It’s been a very difficult year for many, especially kids. No school, no sports, no socializing. This is an unprecedented period in which people are largely unable to be with other people. Studies have shown that over a third of people depend on socializing with others each day, and more than 50 million kids normally interact with friends in public schools. COVID-19 put a virtual stop to all of that.
So, what now? How do people, especially kids, respond when they can’t readily interact with others? During the school year, there were various approaches implemented to provide online learning, but many kids, especially younger kids, were not fulfilled by that approach, and group activities did not happen. Parents across the nation worked hard to provide structure, including class lessons, book reading sessions and outdoor exercise. Many parents did this while also learning how to work from home. Still, others were either furloughed or lost their jobs and had to manage childcare, teaching, and fending for the basics with severely reduced incomes. Normal family life was shattered all too often.

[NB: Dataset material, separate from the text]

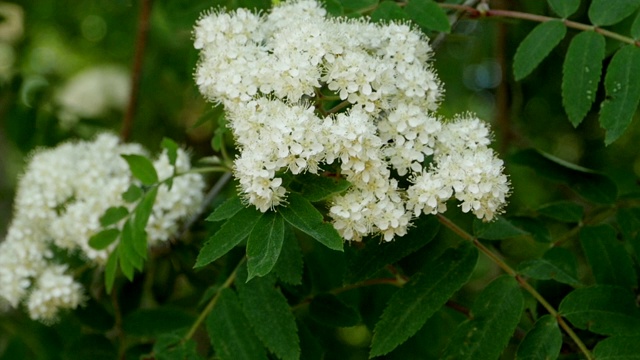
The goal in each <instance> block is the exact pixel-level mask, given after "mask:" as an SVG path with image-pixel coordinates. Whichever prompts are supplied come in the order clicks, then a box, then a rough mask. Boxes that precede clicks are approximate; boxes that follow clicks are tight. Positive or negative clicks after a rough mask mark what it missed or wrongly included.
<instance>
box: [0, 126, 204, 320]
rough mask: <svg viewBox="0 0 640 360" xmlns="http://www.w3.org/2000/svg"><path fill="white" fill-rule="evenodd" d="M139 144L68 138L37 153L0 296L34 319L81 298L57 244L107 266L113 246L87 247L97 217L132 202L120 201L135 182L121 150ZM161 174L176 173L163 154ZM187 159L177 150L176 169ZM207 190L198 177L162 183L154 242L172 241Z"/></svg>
mask: <svg viewBox="0 0 640 360" xmlns="http://www.w3.org/2000/svg"><path fill="white" fill-rule="evenodd" d="M144 153H145V151H144V149H143V148H142V147H141V146H139V145H137V144H120V143H119V140H118V138H117V137H116V136H114V135H110V134H102V135H100V136H98V137H97V138H96V140H95V141H93V142H77V143H65V144H62V145H60V146H58V147H57V148H54V149H47V150H41V151H38V152H36V153H35V154H34V155H33V156H32V157H31V160H30V161H29V164H28V165H27V168H26V171H25V174H24V175H23V177H22V178H21V180H20V184H19V186H18V190H17V194H16V198H15V203H14V208H15V212H14V217H13V219H12V222H11V224H10V227H9V231H8V233H7V236H6V239H5V241H4V242H2V243H0V300H1V299H3V298H4V300H6V301H7V302H8V303H9V304H10V305H11V306H13V307H16V306H18V305H19V304H20V303H22V302H24V304H25V305H26V307H27V309H28V311H29V314H30V316H31V318H33V319H36V320H41V321H44V322H49V321H52V320H54V319H55V317H56V315H57V313H58V311H59V310H60V309H72V308H75V307H77V306H78V305H79V304H80V303H81V302H82V300H83V295H82V294H83V293H82V286H81V285H80V284H79V283H77V282H76V281H75V280H74V278H73V276H71V275H70V274H69V273H68V271H67V267H66V265H64V264H59V262H60V259H58V258H57V257H56V255H55V254H56V252H55V251H54V250H55V249H62V250H65V251H67V252H69V253H74V254H78V255H80V256H81V257H84V258H85V259H86V260H87V261H89V262H92V263H95V264H104V262H105V261H106V259H107V257H108V254H109V250H110V249H112V248H113V246H115V244H114V245H112V247H111V248H110V249H106V250H96V249H93V248H92V247H90V246H89V244H88V240H89V238H90V237H91V236H92V235H94V234H96V233H97V232H99V231H100V230H101V225H100V217H101V216H102V214H104V212H105V211H106V210H107V209H108V208H109V207H114V206H126V207H128V208H129V209H130V210H131V209H132V207H133V206H134V205H135V204H128V203H126V202H124V200H123V199H122V196H121V195H122V193H123V192H125V191H126V190H127V189H128V188H129V186H130V185H132V184H135V181H134V179H133V177H132V175H131V173H130V171H129V167H128V165H127V163H126V161H125V160H124V159H123V158H122V157H121V156H120V155H121V154H144ZM154 166H155V168H156V171H157V172H158V174H159V176H160V179H165V178H168V177H169V176H171V175H173V171H174V169H173V166H171V165H170V163H169V160H168V156H167V155H166V153H163V154H162V155H161V156H160V157H159V158H158V159H157V160H156V161H155V163H154ZM189 167H190V164H189V157H188V155H187V154H186V152H184V151H183V150H179V152H178V159H177V162H176V170H177V171H178V172H185V171H187V170H189ZM203 189H204V181H203V179H202V177H201V176H200V175H198V174H186V175H182V176H179V177H176V178H175V179H174V181H173V186H172V188H171V191H169V189H168V188H167V187H166V186H165V185H161V186H160V188H159V189H158V195H157V198H156V203H155V205H154V207H153V212H152V215H151V217H150V219H149V223H148V224H147V227H146V231H147V234H148V243H149V245H154V244H157V243H158V242H160V241H165V240H167V239H168V238H169V237H170V236H171V235H172V234H173V233H175V232H176V231H177V230H178V221H179V220H180V219H181V218H183V217H185V216H186V215H188V214H190V213H192V212H194V211H195V210H196V209H197V207H198V206H199V202H200V199H201V196H202V191H203Z"/></svg>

Young kids don’t typically see the bigger picture, and many still understandably wanted the things and experiences that were normal for them. So, what about sports, baseball for example, a major spring sport across the land? Few, if any, youth baseball leagues operated in the spring of 2020, and Little League cancelled its annual international baseball tournament. While books on baseball, both fiction and nonfiction, may have satisfied the baseball needs for some over a short time, they may have also enhanced the desire to play for the most dedicated ballplayers. Realistic baseball fiction, for example, builds on the life experiences that many have while playing the game, and a good book could inspire kids to want to take the field despite local prohibitions due to COVID-19. Parents certainly made more judgment calls this spring than any youth league umpire would typically make in a season.
This period, like others, will pass, but the kids of COVID-19 will have memories and lost opportunities that few have experienced in the history of humankind. A silver lining may be that many kids will have stories to tell that demonstrate an innate human ability to overcome difficult circumstances with innovative solutions.